The only practical way forward is to separate humanitarian issues from political ones, to the extent that this is possible. Russia and the de facto entities must allow a regime which guarantees freedom of movement and other basic rights to innocent civilians like Amiran, who happen to be living in the conflict-affected regions. Russia has the capacity to ensure this without necessarily changing the military situation on the ground.
There have already been isolated attempts to broker local access arrangements. In 2011, in the village of Kveshi, an informal gentleman’s agreement was reached between South Ossetia/Tskhinvali Region representatives, Russians and the Tbilisi authorities. It was decided that locals from the Tbilisi-controlled side would be able to access their farmlands, which had ended up on the other side of the administrative boundary line. Although this arrangement was eventually terminated, such arrangements could be repeated. By agreeing to them, Russia would effectively honour its international obligations.

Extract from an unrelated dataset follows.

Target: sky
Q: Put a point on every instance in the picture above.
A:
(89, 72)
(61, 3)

When I met with locals along the administrative boundary line, I found their level of scepticism regarding the capacity of the international community and international mechanisms to enact change particularly striking. When asked if they believe that the international community will help their situation, almost all of them said “No”. The victims of “borderization” in Georgia feel abandoned by the rest of the world.
It is therefore critical that international mechanisms are given full access to the conflict-affected regions in Georgia. This has been lacking since 2008. A recourse to international mechanisms is especially crucial for ethnic Georgians who live on the other side of the administrative boundary line in the Gali and Akhalgori districts of Abkhazia and South Ossetia/Tskhinvali Region, and are subject to discriminatory measures introduced by the de facto authorities. The European Union Monitoring Mission (EUMM), despite being indispensable for monitoring, is limited in its operations because of its lack of access to Abkhazia and South Ossetia/Tskhinvali Region.
The world must stop treating the current human rights and humanitarian situation in Georgia’s conflict-affected regions as a fait accompli. As we observe yet another anniversary of the Russian-Georgian war, the international community must be more active and creative in finding effective mechanisms to put pressure on Russia. Russia has to understand that as long as it keeps its troops in Georgia, it must respect human rights of local population.